Democratic politicians have dropped on this issue. I hear that Obama supports the public option. That would mean more if it felt even a little more urgent than his idea that we should have a college football playoff series. Ted Roosevelt didn’t call it the bully pulpit because it lets you chat on the radio for five minutes a week.

Congressional Democrats who wet their trousers at the thought of legislating without permission from Republicans are an order of magnitude worse. The liberal media is AWOL. When was the last time you saw a third party ad on TV that made you feel anything at all?
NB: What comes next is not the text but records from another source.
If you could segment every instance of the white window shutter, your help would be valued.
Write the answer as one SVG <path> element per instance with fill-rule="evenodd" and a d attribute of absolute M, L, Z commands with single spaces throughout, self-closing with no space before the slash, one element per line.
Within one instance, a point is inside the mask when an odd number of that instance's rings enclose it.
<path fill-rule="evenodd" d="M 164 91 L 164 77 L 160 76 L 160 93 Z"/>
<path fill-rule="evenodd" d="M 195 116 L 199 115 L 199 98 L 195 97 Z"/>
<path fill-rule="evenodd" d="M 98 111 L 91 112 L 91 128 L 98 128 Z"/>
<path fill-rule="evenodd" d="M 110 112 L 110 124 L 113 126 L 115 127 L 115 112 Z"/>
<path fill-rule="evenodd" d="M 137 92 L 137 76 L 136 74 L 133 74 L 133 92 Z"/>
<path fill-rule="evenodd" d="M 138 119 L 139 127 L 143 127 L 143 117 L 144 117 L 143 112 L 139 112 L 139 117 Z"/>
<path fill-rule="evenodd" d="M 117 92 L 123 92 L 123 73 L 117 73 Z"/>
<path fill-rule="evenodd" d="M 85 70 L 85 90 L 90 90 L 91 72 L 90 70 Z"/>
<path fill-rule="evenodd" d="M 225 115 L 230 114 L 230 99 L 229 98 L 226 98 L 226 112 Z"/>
Anyone who can find evidence of message coordination on this issue wins a prize. Hell, I’ll give partial credit for proof that Democrats went into this with a coherent sense of what they want. Belaboring the obvious, people who care about what they’re doing normally enter negotiations with some firm goal in mind. Most would agree that it is moronic to make negotiating itself the point. Yet how is that any different from kicking off a ‘health care reform’ initiative without any firm idea of what the reform will entail? Reform is a process. Pick a goal and fight for it.

In my opinion, if Democrats cannot treat even a half-victory like the public plan as more important than Mitch McConell’s anguished, fake tears then they don’t deserve to win.

Mike Lux says this is just part of the troubles and it can smooth over. And Nate Silver believes that if the President takes hold of the debate we would see some rapid movement. I wish I shared their optimism.